Photo of experimental setup by graduate student Jimmy Wu.

In Jimmy Wu’s apartment, a scrum of mini robots bump, swerve, and zip chaotically across a tabletop. It looks like an aggressive bumper car rally, but within a few minutes, order emerges.

The swarm coalesces as the robots race in formation to scoop up bits of trash and deposit them in a goal marker.

The amazing thing: The robots are teaching themselves.

“We’re trying to tell the robots ‘Look, you’re going to get a reward every time you successfully put a piece of trash into the wastebasket,’ and that’s all they know,” said Szymon Rusinkiewicz, the David M. Siegel ’83 Professor of Computer Science. “We have algorithms where if they do this thousands and thousands of times in simulation, eventually they learn what it is that causes them to get rewards.”

Wu is a graduate student on Rusinkiewicz’s research team, which is working to apply a technique called reinforcement learning to robotics. The method, familiar to dog trainers everywhere, offers rewards for good performance. In the case of robots, the rewards are mathematical, like points in a video game. The basic algorithms guiding the robots’ behavior are adaptable and change with the rewards, so the robots can develop their own methods for solving problems based on millions of computer simulations.

Rusinkiewicz said the long-term goal will involve cooperation from many different Princeton labs working on projects such as sensor arrays, safety protocols, and group dynamics.

“The work dovetails very nicely with research that’s going on by other people in robotics,” he said.

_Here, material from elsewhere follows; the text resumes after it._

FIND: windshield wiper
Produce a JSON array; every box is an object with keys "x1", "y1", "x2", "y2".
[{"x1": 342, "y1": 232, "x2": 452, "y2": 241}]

In a recent project, the researchers assigned action figure-sized robots the task of picking up small plastic blocks labeled trash and moving them into a goal. At the start, all the robots were equipped with tiny bulldozers, but as the experiment progressed, the bots used different techniques. Rusinkiewicz said the robots learned to work together in surprising ways.

“The throwing agent throws stuff in the general direction of the goal, and another agent hangs out near the goal, picks it up and drops it in,” he said. “The exciting thing is, we are giving these agents the same setup, the same reward, but they learn to exploit their own strengths and they learn to cooperate. We are very interested in how far we can develop this idea. Can we get agents that learn to collaborate, to have even more specialized ideas without telling them what to do?”